Eco-socialism

Eco-socialism is still marginalised in the Green movement, but as the total inability of capitalist solutions to solve environmental problems become more apparent, interest in it will inevitably grow. Eco-socialists share many of the criticisms made here of market-led environmentalism, but at the same time most, but not all, reject the possibility of growth in consumption due to the assumed bio-physical limits of the earth’s resources, and therefore advocate a steady state economy. In this context, Marx is often criticised by eco-socialists both for his ideas on ‘super-abundance’ and because his thought, in particular his theory of value, did not encompass an environmental dimension. The issue of super-abundance will be taken up later, but the other questions can be answered now. Marx’s discovery of the laws of capital accumulation and expanded reproduction, discussed earlier, pointed to capitalism’s need for permanent growth in order to maintain profits, an insight of great value in the green debate today. The implication of this theory is that an ecological crisis could eventually emerge under certain circumstances, but in the middle of the 19th century the level of pollution was a fraction of that today, and a threat to sustainability on a world scale did not exist. Marx correctly argued that there were no naturally ordained barriers to plenty and abundance, in answer to Malthus’ idea that generalised poverty was an inevitable and permanent feature of the human condition.

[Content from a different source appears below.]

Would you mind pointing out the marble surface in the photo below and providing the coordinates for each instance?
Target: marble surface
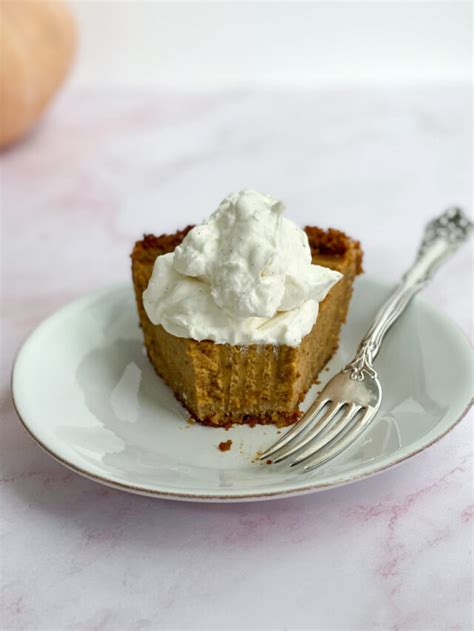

Criticisms of the labour theory of value reveal a lack of understanding of Marx’s concept. The debate here concerns the calculation of economic growth in capitalist society using Gross National Product statistics, which provide governments with an incentive to pollute, as discussed earlier. The implication is that any economic calculation based on Marx’s concept of value would have a similar effect. There are two points to make. The first is that his theory of value cannot be a tool of economic calculation, because value is only revealed in the market after the production of the commodity; it is impossible to predict whether the labour time embodied in the commodity was what Marx called ‘socially necessary’. Without having such knowledge in advance, value theory cannot be used for planning purposes. Secondly, since it is only revealed in the market, the concept of value will cease to have validity in a fully developed socialist society, because the market will no longer exist. It will be explained later how a socialist society could organise planning so that the ‘polluting’ effects of growth targets are eliminated.

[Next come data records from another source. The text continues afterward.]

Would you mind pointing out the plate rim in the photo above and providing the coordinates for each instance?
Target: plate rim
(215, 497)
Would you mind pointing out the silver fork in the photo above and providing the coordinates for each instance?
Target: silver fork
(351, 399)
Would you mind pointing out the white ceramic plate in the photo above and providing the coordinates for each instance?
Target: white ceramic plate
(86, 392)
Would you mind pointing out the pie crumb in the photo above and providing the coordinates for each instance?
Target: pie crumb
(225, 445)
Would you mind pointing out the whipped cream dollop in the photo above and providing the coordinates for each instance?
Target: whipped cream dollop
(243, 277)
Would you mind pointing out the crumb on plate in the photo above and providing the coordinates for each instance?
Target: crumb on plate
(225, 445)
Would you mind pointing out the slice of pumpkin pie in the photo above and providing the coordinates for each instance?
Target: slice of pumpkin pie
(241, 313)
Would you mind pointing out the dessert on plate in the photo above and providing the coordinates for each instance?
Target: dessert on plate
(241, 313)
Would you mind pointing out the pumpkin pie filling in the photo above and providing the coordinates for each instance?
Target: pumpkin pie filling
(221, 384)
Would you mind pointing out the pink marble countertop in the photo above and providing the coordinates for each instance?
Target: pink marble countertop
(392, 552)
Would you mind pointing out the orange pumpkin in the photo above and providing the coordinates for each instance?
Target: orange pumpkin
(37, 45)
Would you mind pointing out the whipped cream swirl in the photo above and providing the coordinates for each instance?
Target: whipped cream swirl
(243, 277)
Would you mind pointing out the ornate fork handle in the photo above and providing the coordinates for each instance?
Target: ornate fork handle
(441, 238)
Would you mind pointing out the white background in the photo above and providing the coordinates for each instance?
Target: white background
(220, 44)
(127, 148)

The most positive aspect of the development of the eco-socialist movement is that planning is now being seriously debated as a tool to organise production, as is the possible danger of the degeneration of a future planned socialist society into a totalitarian state such as happened in the Soviet Union. This serious discussion of planning in environmental circles is a harbinger of a wider debate that will develop in the anti-capitalist movement in the next few years. However, it is important to understand the implications for future society of what many eco-socialists are saying about the requirement for massive cuts in consumption.

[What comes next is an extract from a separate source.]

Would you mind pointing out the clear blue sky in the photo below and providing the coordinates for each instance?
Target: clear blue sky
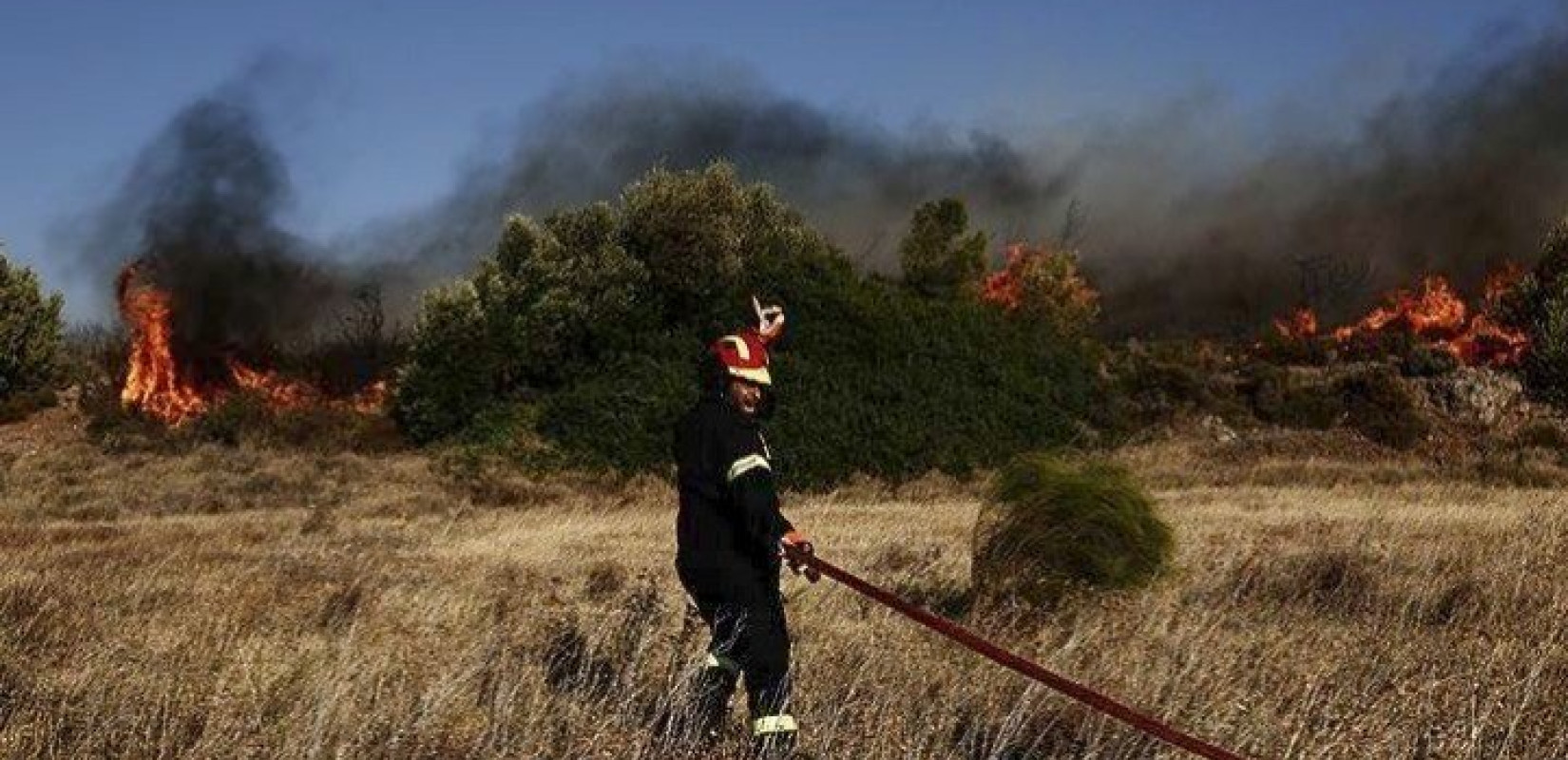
(403, 91)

Some supporters of eco-socialism advocate a cut in consumption of 10 times, including massive cuts in the Third World . The political form such a society would take, which would have a material basis at a feudal or pre-feudal level, would be eco-Stalinist, a totalitarian police state that would make Stalin’s Russia seem benign. To talk about such a society being based on fairness and equality is a mockery, although to be fair some of its advocates are frank enough to concede that repressive measures may be necessary. (Ironically, this nightmare regime would probably not even have sufficient resources to operate the apparatus of a police state necessary to maintain itself in power). How such an eco-society, based on near subsistence consumption, could come about is left somewhat vague by its advocates, which is not surprising since it is hard to see who it would appeal to. The mostly unspoken perspective is that it will emerge after a collapse of the present world order, due to environmental catastrophe. Even this hope though is probably forlorn, since such a state would adopt some pre-capitalist form of organisation, corresponding to its low material base, meaning the whole rotten cycle would begin again.